One of the things that has formed part of my syllabus with medical students is asking them about the cause of malaria. Before they have studied parasitology, this question elicits interesting, but reasonable, answers: bushy environments, not sleeping under a treated bednet, the rains, mosquitoes and mosquito bites.
In their final year of study, the students are sophisticated medical students. Their answers change. By now they are sure that the parasite Plasmodium species is what triggers the disease.
This answer is correct. Plasmodium species are indeed central to malaria. But what the students have forgotten is that mosquito breeding sites, poverty, and wet and warm environments also contribute to the spread of the disease.
Plasmodia constitute one of many factors that must be present for malaria to occur. To get malaria the parasite needs to be present. But other factors also have an impact on whether or not a person becomes ill.
Many people have the malaria parasite in their bloodstream but do not become ill. For example, if someone contracts malaria as a child they are likely to have developed immunity by adulthood.
But the factors that “tip” people to develop malaria from the parasite include:
a weak immune system: the parasite becomes more aggressive in the body and malaria develops;
age: younger children are likely not to have built up immunity to the disease; and
pregnancy: mothers-to-be have compromised immune systems.
The point of my lesson is that there are different causes of diseases. This is true of all diseases, not just malaria. This has led to a number of models being developed that set out to explain causation and the linkages between different variables.
Understanding what causes diseases is a life-and-death matter. The different models used by medical practitioners are a source of great contention and have generated a great deal of heated debate. If misinterpreted, or too narrowly understood, they can lead to bad decisions being made about how diseases are treated.
Understanding the models
Many doctors, nurses and other health professions are not aware of the philosophical and practical meaning and debates on “cause”.
There are several different models that explain how diseases are caused. Let’s focus on two:
The web of causation argues that there are many factors that may result in a disease occurring. Each of these on its own may contribute to someone actually becoming ill from the disease. For example, there could be a number of reasons that contribute to someone who has TB and is ill. These include:
overcrowded living conditions;
whether the person has had the Bacille Calmette-Guérin vaccine; and
the person’s state of nutrition.
On the other hand, the sufficient-component cause model proposes that there are several contributing factors that act together to produce a given disease. The argument is that a disease will only occur if a group of factors – or component causes – occur together to cause it. But there must be a necessary cause that is present for the disease to occur.
Let’s go back to the TB example. In terms of the sufficient-component model, overcrowding, the vaccine and the person’s state of nutrition would all be component factors. But these would need to be considered along with the necessary component, being the mycobacteria that causes the disease. Without it, the disease would not occur.
Mbeki was partially right, but …
We can also use the example of former South African president Thabo Mbeki. While in office, Mbeki made the following statement:
Does HIV cause AIDS? Can a virus cause a syndrome? How? It can’t, because a syndrome is a group of diseases resulting from acquired immune deficiency.
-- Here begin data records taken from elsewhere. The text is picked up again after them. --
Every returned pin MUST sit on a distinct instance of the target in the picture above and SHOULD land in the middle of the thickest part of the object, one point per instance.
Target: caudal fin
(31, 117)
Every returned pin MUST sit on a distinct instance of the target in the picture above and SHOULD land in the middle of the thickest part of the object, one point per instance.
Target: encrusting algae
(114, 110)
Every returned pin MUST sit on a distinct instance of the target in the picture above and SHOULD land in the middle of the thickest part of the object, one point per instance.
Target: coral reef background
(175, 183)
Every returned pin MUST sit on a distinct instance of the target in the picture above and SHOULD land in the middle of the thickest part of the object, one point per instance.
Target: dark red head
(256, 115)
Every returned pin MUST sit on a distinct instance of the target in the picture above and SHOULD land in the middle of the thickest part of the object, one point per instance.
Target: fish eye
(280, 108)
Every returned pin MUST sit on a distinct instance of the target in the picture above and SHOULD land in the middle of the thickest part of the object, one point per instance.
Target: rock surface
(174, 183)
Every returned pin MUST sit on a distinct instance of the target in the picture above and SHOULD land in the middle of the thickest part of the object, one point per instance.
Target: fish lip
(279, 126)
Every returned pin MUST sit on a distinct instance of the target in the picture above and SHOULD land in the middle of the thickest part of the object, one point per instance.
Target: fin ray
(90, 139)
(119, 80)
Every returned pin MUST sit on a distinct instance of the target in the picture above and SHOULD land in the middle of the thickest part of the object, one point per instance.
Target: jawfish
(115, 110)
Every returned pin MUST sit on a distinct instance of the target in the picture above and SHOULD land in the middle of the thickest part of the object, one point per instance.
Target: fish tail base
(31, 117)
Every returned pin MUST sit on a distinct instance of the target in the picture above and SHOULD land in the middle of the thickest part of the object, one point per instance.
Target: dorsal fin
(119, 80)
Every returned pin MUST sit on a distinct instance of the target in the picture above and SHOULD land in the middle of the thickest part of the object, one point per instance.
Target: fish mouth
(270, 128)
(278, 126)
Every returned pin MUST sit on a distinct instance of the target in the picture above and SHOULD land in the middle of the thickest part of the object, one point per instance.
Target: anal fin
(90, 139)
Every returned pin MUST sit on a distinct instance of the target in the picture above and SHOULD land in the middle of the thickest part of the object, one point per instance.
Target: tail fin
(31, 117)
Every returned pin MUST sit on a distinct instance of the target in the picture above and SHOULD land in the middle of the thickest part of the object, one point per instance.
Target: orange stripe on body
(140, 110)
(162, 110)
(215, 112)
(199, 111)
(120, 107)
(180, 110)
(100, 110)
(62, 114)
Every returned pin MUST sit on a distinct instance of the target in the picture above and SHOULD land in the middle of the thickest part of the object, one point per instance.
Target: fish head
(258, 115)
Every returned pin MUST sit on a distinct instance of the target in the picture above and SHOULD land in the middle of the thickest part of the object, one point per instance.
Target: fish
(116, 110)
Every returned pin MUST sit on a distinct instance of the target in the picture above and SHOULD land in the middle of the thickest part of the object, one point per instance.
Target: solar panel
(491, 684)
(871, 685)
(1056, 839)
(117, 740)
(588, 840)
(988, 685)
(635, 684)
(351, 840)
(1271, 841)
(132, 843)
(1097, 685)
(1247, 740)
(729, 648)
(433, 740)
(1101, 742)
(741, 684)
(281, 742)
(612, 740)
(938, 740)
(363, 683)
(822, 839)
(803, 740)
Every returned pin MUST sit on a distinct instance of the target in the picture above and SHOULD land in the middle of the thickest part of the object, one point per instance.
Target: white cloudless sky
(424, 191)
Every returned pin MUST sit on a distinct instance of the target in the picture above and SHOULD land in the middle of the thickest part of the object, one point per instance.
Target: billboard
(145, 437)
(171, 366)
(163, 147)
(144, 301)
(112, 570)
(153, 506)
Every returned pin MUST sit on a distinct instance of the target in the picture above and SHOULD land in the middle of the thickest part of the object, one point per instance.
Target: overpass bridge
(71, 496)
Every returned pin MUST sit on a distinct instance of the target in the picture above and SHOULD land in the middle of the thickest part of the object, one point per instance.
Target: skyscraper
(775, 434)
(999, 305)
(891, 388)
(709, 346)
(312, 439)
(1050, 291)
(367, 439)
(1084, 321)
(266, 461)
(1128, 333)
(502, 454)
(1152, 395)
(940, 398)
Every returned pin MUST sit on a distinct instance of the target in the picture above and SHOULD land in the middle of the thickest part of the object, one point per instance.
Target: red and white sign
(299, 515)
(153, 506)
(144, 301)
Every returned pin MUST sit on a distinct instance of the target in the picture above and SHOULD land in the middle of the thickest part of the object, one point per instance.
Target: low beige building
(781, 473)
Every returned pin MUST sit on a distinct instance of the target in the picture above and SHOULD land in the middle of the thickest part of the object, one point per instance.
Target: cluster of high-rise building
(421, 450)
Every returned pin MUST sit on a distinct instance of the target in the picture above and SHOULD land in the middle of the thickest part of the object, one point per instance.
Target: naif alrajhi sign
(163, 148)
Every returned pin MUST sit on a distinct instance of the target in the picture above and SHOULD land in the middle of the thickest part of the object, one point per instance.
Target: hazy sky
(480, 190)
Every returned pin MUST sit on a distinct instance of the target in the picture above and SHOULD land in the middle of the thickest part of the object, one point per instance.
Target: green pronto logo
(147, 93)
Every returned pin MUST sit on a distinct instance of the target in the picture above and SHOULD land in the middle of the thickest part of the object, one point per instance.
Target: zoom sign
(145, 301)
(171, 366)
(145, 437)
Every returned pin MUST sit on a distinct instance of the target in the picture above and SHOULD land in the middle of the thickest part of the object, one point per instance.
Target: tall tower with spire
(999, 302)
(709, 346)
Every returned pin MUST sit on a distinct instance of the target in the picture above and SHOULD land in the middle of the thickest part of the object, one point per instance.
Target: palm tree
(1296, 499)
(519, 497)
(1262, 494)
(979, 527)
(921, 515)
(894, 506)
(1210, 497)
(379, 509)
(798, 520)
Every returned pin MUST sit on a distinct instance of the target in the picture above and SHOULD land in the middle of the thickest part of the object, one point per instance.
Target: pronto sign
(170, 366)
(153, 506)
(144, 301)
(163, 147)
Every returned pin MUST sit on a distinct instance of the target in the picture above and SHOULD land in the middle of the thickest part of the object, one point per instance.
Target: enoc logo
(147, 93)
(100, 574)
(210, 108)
His comment caused an uproar, with critics claiming that he was in denial about the link between HIV and AIDS. But his statement, viewed objectively, is not at odds with the sufficient-component model of understanding what causes diseases.
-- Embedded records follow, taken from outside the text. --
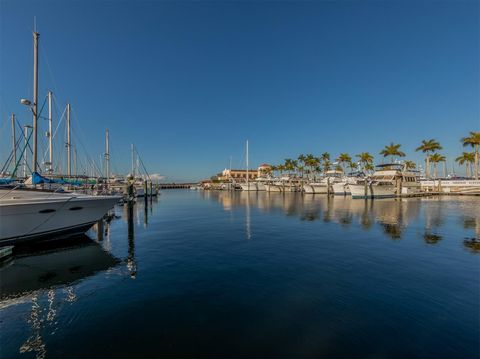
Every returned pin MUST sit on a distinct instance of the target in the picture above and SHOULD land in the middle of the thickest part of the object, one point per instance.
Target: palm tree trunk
(476, 161)
(427, 169)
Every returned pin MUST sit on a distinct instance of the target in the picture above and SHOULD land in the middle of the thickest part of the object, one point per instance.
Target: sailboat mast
(248, 186)
(25, 151)
(69, 157)
(50, 134)
(133, 161)
(75, 161)
(14, 142)
(36, 35)
(107, 156)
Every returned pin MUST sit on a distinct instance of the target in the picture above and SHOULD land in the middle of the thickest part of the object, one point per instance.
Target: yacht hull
(249, 186)
(359, 190)
(47, 218)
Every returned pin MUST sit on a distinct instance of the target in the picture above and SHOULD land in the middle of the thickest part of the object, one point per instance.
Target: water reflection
(35, 275)
(392, 215)
(131, 264)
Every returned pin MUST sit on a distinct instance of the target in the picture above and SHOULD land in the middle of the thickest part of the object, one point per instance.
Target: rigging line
(59, 123)
(141, 161)
(45, 57)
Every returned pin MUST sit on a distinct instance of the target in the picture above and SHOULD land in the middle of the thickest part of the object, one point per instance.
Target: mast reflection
(36, 273)
(392, 215)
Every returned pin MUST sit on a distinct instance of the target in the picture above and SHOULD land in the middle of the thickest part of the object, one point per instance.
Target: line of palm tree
(312, 162)
(289, 165)
(435, 159)
(410, 165)
(428, 146)
(365, 158)
(466, 158)
(343, 159)
(473, 140)
(392, 150)
(301, 159)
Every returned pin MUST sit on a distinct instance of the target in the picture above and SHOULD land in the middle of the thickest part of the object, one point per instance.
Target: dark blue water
(238, 275)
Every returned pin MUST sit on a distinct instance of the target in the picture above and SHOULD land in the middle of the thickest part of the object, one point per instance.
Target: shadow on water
(392, 215)
(43, 275)
(55, 263)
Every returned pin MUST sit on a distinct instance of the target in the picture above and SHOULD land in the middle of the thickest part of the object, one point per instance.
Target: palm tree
(365, 158)
(327, 165)
(312, 162)
(466, 158)
(410, 165)
(392, 150)
(474, 141)
(353, 166)
(301, 164)
(325, 158)
(290, 165)
(435, 159)
(428, 146)
(368, 167)
(343, 159)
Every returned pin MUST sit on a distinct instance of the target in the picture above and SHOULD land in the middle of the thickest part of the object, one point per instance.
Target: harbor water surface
(198, 274)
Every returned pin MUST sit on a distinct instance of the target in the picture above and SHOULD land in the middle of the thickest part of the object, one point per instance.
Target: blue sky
(189, 82)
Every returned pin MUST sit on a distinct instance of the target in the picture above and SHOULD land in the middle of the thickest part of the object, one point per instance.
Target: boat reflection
(44, 275)
(393, 215)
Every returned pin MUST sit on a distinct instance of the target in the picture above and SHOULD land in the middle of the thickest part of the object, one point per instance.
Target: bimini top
(384, 165)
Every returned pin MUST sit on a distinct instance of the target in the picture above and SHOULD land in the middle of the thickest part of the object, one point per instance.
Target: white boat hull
(273, 188)
(340, 188)
(451, 186)
(249, 186)
(359, 190)
(35, 217)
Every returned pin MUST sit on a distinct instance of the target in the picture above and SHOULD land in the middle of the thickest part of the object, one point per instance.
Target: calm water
(238, 275)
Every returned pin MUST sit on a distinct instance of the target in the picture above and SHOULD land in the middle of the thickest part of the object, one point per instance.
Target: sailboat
(34, 214)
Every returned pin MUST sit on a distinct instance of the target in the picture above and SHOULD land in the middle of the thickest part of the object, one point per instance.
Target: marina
(239, 179)
(329, 276)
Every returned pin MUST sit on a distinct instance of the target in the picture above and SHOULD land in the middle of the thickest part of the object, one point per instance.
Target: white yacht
(34, 214)
(451, 185)
(249, 186)
(326, 184)
(28, 214)
(342, 187)
(389, 180)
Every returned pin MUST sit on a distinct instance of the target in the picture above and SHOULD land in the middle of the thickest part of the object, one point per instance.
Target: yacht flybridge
(389, 180)
(32, 214)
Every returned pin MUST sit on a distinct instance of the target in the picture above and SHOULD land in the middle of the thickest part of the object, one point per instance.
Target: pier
(175, 185)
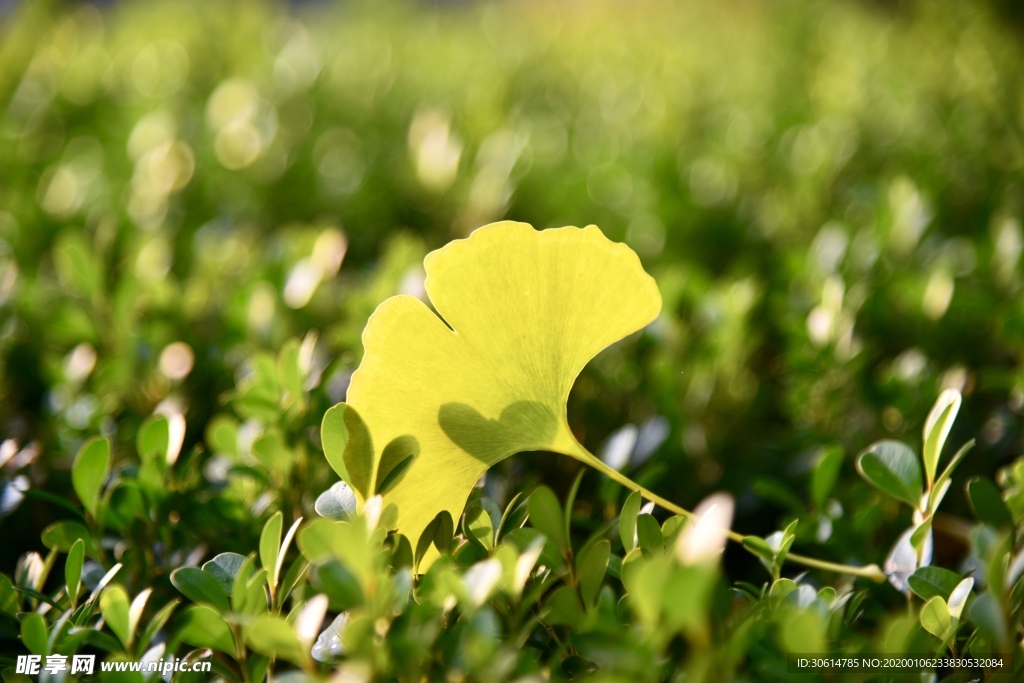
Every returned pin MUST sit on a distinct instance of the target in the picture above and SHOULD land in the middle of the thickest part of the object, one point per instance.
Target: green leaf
(274, 637)
(519, 313)
(334, 436)
(153, 439)
(200, 587)
(34, 633)
(920, 536)
(937, 426)
(564, 608)
(203, 627)
(337, 503)
(272, 453)
(935, 619)
(222, 435)
(591, 565)
(938, 491)
(986, 501)
(760, 547)
(893, 468)
(73, 569)
(91, 466)
(62, 536)
(930, 582)
(546, 515)
(479, 525)
(8, 597)
(987, 615)
(156, 624)
(628, 520)
(825, 473)
(958, 596)
(241, 581)
(339, 584)
(223, 567)
(114, 605)
(269, 547)
(649, 534)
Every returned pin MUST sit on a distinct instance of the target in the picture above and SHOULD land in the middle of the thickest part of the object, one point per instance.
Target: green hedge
(201, 202)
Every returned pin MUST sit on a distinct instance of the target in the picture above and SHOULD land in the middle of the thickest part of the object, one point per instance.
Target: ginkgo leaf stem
(871, 571)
It is known the world over – and among upright scientists – that HIV infection on its own is not enough to cause AIDS. The infection must be there for AIDS to occur. But there are countless HIV-positive people who will not develop AIDS. For some it may take longer to develop but for others it will never happen.
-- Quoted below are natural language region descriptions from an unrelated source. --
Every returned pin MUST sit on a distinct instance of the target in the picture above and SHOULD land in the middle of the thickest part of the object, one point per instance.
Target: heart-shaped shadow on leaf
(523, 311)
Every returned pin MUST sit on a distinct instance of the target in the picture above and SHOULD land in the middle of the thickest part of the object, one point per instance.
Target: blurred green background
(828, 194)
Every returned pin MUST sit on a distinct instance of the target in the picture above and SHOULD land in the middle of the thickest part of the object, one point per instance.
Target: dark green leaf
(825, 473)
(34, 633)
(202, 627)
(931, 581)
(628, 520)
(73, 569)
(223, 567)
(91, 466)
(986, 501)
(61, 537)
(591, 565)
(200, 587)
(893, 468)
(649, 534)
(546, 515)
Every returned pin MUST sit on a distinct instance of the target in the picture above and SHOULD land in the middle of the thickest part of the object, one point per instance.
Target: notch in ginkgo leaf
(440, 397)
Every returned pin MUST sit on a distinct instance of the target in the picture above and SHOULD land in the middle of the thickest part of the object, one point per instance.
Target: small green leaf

What Mbeki and his then health minister, the late Manto Tshabalala-Msimang, missed is that in all the cases, there is still a need for a necessary cause. The necessary cause is the component cause or factor that must always be present for the disease to occur. But it is not sufficient – by itself – for disease to occur.
In the case of AIDS, HIV is the necessary cause. This means it must be present for AIDS to occur. Without HIV, there can be no AIDS. But since other factors must also be present for one to suffer from AIDS, HIV is not a sufficient cause of AIDS.
This is what Mbeki needed to say to be considered correct by the orthodox scientific community. He needed to recognise that HIV was necessary for AIDS to develop, but was not sufficient in and of itself to cause AIDS.
Among people living with HIV, scientists still do not know who will and will not develop AIDS. This is why it’s important that all HIV-positive people eligible for antiretrovirals receive and adhere to treatment. The antiretrovirals help build their immune systems and also prevent the virus from spreading.
Mbeki may have been unaware of the sufficient-component model. If he was, he would have supported the widespread distribution of antiretrovirals while he argued that there were other component causes, such as nutrition, lack of clean water or people’s unhealthy lifestyles that also needed attention.
That Mbeki has been found guilty in the court of public opinion is known. But leaving the discussion there is not enough. It does not help humanity if we continue to believe – or propagate – that other factors are not needed for HIV infection to mature into AIDS.